Salariés, retraités et patients payeront l’addition :

- instauration d’une franchise de un euro par consultation.
- augmentation du forfait hospitalier (3 euros en 1982 et 13 euros en 2004).
- déremboursement de médicaments.
- hausse de la CSG pour les retraités de 6,2 à 6,6% (560 millions d’euros de recettes supplémentaires).
- diminution de l’abattement sur la CSG aux actifs de 5% à 3% (1 milliard d’euros de recettes supplémentaires).
- augmentation de 0,7 point de la CSG sur les revenus du patrimoine et de placement (630 millions de recettes supplémentaires).
- Prolongation de la RDS au-delà de 2014.

Quant aux entreprises, elles verront leur taux de contribution relevé de 0,3 point (700 millions d’euros de recettes supplémentaires).

L’état devra transférer une partie des exonérations de charges patronales dûes à l’assurance maladie de 1 milliard d’euros sur les 2,1 milliards d’euros manquant pour la sécu.

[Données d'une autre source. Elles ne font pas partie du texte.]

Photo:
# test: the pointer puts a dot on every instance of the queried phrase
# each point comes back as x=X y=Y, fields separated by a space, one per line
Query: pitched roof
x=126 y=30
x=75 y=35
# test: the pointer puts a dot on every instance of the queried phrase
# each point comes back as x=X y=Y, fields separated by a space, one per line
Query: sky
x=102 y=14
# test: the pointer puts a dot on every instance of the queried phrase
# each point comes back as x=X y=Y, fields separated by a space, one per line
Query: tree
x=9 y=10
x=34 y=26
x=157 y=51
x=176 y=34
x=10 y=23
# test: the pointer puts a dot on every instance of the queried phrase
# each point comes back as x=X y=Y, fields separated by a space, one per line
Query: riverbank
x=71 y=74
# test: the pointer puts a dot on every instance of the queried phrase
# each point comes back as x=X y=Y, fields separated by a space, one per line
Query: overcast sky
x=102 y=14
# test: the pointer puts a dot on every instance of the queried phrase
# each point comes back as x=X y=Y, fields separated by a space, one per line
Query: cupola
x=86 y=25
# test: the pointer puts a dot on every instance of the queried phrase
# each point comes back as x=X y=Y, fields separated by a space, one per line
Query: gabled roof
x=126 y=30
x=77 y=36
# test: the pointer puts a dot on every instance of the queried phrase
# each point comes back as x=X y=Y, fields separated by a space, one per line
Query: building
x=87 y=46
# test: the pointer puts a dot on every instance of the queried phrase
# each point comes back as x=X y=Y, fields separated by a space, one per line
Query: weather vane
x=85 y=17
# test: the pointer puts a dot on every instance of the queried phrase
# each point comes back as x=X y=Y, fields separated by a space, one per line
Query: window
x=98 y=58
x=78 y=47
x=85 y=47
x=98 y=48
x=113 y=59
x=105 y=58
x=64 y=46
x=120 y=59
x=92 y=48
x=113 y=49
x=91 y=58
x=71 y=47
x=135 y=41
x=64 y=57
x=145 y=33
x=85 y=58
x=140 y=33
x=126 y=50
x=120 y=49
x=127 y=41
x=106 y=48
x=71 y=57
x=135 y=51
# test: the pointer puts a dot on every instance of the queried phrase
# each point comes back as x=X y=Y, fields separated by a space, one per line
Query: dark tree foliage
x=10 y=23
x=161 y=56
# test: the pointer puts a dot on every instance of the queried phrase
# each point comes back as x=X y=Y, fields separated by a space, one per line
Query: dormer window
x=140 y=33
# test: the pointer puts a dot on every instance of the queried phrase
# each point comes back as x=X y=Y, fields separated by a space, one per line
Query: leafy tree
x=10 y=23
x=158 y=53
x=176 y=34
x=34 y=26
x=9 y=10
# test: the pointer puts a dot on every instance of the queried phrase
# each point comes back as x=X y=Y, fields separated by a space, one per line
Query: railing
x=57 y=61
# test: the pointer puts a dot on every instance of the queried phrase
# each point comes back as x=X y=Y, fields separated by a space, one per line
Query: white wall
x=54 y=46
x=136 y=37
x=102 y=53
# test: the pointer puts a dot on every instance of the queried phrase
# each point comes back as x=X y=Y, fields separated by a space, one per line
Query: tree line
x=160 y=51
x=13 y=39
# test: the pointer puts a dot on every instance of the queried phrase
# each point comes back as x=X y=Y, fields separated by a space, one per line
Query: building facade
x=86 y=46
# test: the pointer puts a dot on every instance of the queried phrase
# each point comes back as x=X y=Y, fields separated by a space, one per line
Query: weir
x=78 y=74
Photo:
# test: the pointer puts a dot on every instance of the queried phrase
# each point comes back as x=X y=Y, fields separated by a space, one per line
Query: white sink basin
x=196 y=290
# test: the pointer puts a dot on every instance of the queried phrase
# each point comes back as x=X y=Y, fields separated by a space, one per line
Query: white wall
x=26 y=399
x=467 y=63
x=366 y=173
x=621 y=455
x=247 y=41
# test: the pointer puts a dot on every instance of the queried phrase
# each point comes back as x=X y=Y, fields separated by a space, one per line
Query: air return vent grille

Le gouvernement espère ainsi récolter 5 milliards d’euros grâce aux efforts financiers qui reposent essentiellement sur les salariés et les retraités.

Confiscation de la sécu par l’état et les assurances privées :
Comme le souhaite le MEDEF, le poids de l’état dans la gestion de la sécu serait renforcé, et les assurances privées prendraient part au conseil d’orientation de la sécurité sociale. L’introduction des assurances privées dans la gestion de l’assurance maladie aboutira progressivement comme pour les retraites au remplacement de la logique de solidarité par celle de la rentabilité et de l’individualisation de la protection sociale.

Les causes du déficit :

Ces vingt dernières années, les employeurs ont vu leur taux de cotisations sociales n’augmenter que de 1,8% alors que dans le même temps celui des salariés a augmenté de 8%. Il est grand temps que le patronat rattrape son retard.
Remarquons que l’assurance maladie alterne régulièrement années de déficit et années excédentaires. Récemment la baisse du chômage apportant des recettes supplémentaires, a permis à la sécurité sociale d’avoir un solde positif. De fait sur une longue durée, l’assurance maladie présente une situation moins dramatique que celle présenté par nos ministres qui justifient leur réforme.
L’état et le patronat ont une responsabilité du déficit :
- exonérations de cotisations patronales par l’état (2 milliards d’euros).
- dettes de l’état (4 milliards d’euros).
- dettes patronales (2 milliards d’euros).

Financement, quelle solution ?
Le budget de l’assurance maladie est constitué de deux postes essentielles, la contribution sociale généralisée (CSG) et les cotisations patronales.
La CSG est un impôt injuste car non progressif, c’est à dire que les ménages pauvres ou riches payent de la même façon. Une partie des rémunérations de certains salariés (participation, intéressement, stock option) n’y est pas soumise. De plus une partie importante des revenus du capital bénéficie d’exonération. Ainsi la CSG est générée à 90% par les salariés et les retraités.
Trois mesures semblent nécessaires :
- l’intéressement et les stock option doivent être soumis à la CSG.
- rectifier le caractère inéquitable de cet impôt en le rendant progressif pour mettre à contribution les hauts revenus.
- les revenus financiers doivent être plus fortement taxés que ceux du travail, pour faire en sorte que les salariés ne soient plus les contributeurs essentiels de la CSG.

Réappropriation citoyenne de la gestion de la sécurité sociale :
L’avenir de la sécurité sociale doit sortir des cabinets ministériels et patronaux, il faut répondre par l’exigence d’une démocratisation de l’assurance maladie. Il s’agit de rétablir les élections à la sécurité sociale afin que les assurés sociaux se réapproprient cet outil. Il faut aussi organiser, tant au niveau local que national, des débats collectifs rassemblant citoyens, syndicats, associations, professionnels de santé, etc. C ‘est à partir de ces débats citoyens que pourra être décidé de la politique à mettre en œuvre pour la sécurité sociale.

Les citoyens doivent imposer la responsabilité de la société vis à vis des individus, et des individus entre eux dans une logique solidaire.